1 Gas grill. Only used for grilling really.

1 57cm/ 22" kettle again while I was learning. Just s cheapo before splashing the cash on the Weber.

I have 3 oil drums in the shed too. Was going to make a horizontal grill for jerk chicken.

Really need to get rid of some bits I think? Lol.


----------



## allen (Apr 19, 2016)

3 smokers= (1) MES 40" 800 watts  (2) horizontal stick smoker  (3) brinkmann gourmet vert. charcoal smoker. The MES gets used alot.


----------



## SmokinAl (Apr 19, 2016)

5 smokers, 2 grills

WSM 14.5

WSM 18.5

WSM 22.5

Smoke Vault 24

MES 40

Weber Kettle

Weber Genesis

I use them all.

Al


----------



## smokin monkey (Apr 19, 2016)

JB GMG
GEM Electric Smoker
Borniak Electric Smoker
Homemade Electric Smoker
Small Kamado
Large Kamado
Mini WSM
Three Charcoal Smokers made from Gas cylinders, two horizontal one vertical.

Do you think I have a problem?

Have time during the winter so spend time in the workshop, thinking of ideas. Got plans on UDS!


----------



## dirtworldmike (Apr 19, 2016)

3 smokers and 1 gas grill

Okla. Joe's Highland Offset.  ( Brisket,ribs,Central Texas style BBQ stuff )

MES 30                                     (Use mostly for cold smoking and sausage)

Landmann Big Block Propane  ( Chicken and all of the above for large quantities)

Gas grill (I'm too lazy to go out a see what brand it is. But it is made from cheap China stainless steel , has 5  knobs and a side burner.  I only cook steaks and hamburgers  on it)


----------



## bilgeslime (Apr 19, 2016)

Three:

MES30 in good ahape

MES 30 which had problems. am using it for Cold smoke and or spare parts

Gas Grill


----------



## phatbac (Apr 19, 2016)

I have 2 smokers 1 grill i have owned about 5 smokers but i have given away 2 of them and i bought an ECB and gave it away as a christmas present to my brother in law.

My lineup is below....

Happy Smoking,

phatbac (Aaron)


----------



## 3montes (Apr 19, 2016)

2 trailer mounted smokers. Both are custom fab jobs. My first one came from a fabricator that I hooked up with on the Smoke Ring forum. Very nice build and excellent smoker that will last for generations.

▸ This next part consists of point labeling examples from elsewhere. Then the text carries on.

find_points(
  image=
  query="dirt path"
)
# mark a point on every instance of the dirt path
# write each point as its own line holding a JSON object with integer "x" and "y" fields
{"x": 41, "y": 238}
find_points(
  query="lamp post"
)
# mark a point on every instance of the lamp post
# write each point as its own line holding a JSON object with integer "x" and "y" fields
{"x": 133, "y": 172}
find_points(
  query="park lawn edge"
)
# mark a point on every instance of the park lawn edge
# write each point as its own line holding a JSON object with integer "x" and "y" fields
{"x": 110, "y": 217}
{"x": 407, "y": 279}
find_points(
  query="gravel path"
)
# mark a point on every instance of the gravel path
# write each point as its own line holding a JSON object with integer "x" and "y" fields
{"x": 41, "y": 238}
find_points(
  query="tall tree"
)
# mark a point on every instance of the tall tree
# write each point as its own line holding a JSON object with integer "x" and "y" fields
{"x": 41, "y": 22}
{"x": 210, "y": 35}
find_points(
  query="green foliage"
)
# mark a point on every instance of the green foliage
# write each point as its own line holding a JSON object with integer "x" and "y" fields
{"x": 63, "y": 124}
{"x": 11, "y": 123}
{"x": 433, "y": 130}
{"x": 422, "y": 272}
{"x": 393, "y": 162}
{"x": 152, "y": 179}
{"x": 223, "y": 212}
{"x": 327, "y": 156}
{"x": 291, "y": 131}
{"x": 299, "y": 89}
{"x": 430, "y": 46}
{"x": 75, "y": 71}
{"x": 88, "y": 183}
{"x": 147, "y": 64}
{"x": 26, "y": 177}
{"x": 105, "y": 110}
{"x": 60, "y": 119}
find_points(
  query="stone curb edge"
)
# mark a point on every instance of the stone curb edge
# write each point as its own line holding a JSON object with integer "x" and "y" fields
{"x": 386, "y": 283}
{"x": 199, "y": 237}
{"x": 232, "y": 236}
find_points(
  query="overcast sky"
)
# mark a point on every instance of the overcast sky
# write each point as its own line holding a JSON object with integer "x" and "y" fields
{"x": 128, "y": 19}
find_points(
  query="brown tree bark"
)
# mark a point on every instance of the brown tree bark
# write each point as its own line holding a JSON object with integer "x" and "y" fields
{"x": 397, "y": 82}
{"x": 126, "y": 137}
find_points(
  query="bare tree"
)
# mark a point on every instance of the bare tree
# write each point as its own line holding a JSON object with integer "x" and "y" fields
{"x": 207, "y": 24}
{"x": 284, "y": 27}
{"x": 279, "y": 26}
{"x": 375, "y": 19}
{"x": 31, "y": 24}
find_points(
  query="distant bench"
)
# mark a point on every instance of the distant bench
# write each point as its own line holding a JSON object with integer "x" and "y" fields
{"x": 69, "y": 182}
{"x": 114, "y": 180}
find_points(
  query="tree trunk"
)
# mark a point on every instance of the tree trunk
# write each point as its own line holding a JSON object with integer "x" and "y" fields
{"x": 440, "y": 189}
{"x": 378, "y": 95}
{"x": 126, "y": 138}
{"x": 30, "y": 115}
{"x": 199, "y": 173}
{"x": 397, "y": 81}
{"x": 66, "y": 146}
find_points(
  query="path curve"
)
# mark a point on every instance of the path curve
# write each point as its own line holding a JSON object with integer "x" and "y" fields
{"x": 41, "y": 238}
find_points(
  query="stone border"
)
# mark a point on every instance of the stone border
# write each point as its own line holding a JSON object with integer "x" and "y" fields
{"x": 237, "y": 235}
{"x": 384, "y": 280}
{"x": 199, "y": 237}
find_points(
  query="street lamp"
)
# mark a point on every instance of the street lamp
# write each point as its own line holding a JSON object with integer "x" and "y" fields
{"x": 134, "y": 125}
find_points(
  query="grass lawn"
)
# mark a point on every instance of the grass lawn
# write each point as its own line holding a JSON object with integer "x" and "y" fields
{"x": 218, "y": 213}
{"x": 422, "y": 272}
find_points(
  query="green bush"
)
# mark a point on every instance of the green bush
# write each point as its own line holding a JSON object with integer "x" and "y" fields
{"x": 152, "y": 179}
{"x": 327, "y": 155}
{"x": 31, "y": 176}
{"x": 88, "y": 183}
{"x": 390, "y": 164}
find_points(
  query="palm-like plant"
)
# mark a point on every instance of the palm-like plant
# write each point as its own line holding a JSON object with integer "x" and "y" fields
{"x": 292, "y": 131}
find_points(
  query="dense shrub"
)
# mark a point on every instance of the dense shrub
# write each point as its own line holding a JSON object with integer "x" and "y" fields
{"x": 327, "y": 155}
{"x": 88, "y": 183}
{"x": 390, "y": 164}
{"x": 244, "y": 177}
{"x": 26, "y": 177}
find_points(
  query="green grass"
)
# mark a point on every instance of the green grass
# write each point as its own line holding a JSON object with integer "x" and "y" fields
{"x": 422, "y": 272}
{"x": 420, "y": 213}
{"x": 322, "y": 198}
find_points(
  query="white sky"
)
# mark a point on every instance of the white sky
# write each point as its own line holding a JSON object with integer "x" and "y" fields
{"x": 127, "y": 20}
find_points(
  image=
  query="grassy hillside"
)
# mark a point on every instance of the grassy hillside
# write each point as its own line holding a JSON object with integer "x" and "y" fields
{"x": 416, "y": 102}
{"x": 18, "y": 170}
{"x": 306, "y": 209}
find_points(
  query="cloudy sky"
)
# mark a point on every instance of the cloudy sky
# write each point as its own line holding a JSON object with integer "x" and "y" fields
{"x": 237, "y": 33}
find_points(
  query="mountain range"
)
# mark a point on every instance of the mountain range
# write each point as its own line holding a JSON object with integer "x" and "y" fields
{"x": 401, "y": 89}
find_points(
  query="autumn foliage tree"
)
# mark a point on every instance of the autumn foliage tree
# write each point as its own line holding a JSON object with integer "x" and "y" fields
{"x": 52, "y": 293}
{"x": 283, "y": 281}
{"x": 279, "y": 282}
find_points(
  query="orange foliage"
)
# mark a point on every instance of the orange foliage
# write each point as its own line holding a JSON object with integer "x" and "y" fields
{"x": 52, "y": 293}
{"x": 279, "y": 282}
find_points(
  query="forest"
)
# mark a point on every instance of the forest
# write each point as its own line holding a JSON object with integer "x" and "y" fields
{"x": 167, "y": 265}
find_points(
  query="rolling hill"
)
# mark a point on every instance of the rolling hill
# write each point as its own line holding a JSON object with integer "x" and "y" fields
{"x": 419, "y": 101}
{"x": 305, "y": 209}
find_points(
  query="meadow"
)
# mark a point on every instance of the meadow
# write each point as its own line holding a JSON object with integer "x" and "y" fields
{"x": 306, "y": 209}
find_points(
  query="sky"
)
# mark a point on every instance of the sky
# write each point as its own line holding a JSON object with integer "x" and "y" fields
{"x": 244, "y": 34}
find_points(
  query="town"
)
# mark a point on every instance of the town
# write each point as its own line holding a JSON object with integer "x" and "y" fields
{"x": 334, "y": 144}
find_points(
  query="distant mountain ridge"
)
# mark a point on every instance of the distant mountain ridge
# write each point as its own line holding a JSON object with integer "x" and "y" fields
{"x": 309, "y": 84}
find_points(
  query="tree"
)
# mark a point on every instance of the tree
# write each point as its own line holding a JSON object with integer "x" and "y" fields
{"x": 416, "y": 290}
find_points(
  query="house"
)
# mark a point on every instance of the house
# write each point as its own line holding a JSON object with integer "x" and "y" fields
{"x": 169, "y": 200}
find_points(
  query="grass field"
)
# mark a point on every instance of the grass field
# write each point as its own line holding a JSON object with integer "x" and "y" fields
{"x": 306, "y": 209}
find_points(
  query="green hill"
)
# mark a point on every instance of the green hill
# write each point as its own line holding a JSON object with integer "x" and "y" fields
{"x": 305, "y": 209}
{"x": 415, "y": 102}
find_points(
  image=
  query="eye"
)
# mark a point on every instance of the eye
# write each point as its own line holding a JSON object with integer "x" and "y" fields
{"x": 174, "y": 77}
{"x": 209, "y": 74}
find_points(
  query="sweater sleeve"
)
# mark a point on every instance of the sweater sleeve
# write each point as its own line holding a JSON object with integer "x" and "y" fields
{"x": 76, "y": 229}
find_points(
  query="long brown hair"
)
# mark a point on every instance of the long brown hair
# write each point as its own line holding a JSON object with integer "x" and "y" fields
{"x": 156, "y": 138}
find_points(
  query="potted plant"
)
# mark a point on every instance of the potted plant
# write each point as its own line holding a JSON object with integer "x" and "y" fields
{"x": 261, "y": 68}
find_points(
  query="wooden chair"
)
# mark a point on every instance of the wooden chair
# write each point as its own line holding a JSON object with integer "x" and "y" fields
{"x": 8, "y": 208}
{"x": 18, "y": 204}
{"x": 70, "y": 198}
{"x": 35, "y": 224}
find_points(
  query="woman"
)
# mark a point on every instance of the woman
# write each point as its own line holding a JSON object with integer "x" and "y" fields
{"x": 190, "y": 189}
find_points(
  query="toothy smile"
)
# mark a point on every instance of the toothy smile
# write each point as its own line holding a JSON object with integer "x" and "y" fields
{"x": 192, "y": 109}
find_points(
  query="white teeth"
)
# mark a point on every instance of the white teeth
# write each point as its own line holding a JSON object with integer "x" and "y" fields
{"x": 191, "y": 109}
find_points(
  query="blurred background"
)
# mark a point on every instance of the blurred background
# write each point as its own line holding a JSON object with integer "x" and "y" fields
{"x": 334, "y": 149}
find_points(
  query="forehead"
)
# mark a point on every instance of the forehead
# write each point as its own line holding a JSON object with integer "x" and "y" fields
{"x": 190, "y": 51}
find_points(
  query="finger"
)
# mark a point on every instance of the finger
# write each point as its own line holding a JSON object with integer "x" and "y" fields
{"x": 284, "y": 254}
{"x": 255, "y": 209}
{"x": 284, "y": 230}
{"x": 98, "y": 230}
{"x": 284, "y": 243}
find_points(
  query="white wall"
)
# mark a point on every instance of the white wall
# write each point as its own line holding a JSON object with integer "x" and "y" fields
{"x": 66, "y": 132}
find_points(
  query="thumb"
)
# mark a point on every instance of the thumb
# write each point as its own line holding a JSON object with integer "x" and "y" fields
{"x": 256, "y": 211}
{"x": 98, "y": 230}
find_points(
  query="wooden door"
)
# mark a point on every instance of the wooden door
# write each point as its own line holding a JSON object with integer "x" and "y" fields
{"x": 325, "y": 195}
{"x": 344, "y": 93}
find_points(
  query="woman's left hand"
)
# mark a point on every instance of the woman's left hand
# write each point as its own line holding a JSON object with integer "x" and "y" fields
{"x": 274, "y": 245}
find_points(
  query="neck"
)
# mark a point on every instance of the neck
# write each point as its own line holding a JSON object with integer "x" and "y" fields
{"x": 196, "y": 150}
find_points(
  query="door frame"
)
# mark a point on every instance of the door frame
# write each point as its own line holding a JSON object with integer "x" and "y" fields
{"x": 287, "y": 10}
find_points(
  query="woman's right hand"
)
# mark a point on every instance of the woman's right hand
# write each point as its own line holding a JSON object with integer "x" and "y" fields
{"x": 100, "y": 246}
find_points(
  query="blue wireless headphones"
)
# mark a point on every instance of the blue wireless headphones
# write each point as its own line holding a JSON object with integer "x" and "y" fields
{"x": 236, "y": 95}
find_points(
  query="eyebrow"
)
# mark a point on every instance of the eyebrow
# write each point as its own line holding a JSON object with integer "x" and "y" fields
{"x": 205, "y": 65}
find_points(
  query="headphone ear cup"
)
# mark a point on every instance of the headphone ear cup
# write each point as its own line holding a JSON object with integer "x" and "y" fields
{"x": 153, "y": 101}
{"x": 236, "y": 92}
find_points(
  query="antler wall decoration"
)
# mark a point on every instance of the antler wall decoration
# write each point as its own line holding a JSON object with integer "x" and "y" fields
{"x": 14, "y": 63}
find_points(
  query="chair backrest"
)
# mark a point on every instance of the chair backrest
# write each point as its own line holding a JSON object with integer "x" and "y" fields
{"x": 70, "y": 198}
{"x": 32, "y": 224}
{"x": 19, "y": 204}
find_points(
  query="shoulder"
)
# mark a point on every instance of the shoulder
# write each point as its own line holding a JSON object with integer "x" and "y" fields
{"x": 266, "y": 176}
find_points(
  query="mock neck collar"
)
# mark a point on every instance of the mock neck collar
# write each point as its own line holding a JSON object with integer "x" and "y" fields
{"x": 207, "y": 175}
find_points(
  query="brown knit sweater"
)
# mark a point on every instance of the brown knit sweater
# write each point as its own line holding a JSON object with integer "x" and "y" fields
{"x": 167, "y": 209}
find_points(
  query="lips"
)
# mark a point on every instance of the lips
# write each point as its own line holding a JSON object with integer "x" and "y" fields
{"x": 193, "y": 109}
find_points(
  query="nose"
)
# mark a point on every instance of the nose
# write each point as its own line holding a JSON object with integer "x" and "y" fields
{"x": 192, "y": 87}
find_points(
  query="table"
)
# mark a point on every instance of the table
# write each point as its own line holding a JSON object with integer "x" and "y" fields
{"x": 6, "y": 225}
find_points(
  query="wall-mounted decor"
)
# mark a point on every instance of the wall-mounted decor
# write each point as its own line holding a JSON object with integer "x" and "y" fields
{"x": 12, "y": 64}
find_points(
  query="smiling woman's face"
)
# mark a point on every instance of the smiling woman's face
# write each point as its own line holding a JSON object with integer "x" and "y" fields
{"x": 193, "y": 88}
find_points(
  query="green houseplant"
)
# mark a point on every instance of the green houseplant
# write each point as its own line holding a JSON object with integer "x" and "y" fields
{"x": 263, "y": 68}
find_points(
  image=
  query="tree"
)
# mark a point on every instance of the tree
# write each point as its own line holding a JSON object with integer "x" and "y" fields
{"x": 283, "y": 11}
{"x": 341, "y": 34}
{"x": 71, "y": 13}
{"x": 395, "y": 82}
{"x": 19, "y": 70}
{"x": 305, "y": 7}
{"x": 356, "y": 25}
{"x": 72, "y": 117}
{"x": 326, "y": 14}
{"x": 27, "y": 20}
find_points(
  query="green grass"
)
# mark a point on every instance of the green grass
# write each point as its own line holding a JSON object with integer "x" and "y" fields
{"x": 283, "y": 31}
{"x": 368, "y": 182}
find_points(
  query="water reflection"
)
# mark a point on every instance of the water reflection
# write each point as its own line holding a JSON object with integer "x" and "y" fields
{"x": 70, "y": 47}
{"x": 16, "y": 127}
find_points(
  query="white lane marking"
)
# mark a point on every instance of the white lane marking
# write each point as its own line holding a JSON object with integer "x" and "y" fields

The second one I just got about a week ago. Fabricated by Arizona BBQ Outfitters in Tuscon. A 24X48 Santa Maria grill mounted on the front and a 7 rack vertical smoker mounted on the back. Very nice quality build and will last for generations. The Santa Maria I have cooked twice on now and am leaning the nuances but it's fun as heck to cook on and very versatile.

Have only built one fire in the vertical so far just to burn the machine oils off. Seasoning that will be next. Soon as we get a decent day I will get some pics posted.


----------



## bbqbrett (Apr 19, 2016)

The main thing I smoke on is not really a smoker.  It is an old gas grill that was given to me.  Never used the gas just use a pan for charcoal and smoke\cook with indirect heat.  Also have a Little Chief that was given to me but have only used it a couple of times to smoke some sunflower seeds.


----------



## russmn (Apr 19, 2016)

2 
Brinkman gourmet 
Uds I made 
  Now I'm thinking offset but I don't have access to very good wood!!! Might get a fancy vertical cabinet smoker !!


----------



## pigfeet33 (Apr 19, 2016)

I own 3:
- 1 Weber Kettle
- 1 portable propane camping grill
- 1 Oklahoma Joe longhorn triple burner (gas grill/smoker combo)

Going to try soon to convince the wife I need a WSM too [emoji]128521[/emoji]


----------



## jeepsjeep (Apr 19, 2016)

2 Big Chiefs, one modified with an external heating coil

1 Masterbuilt 30 digital (currently at a friends, so he can try his hand at smoking)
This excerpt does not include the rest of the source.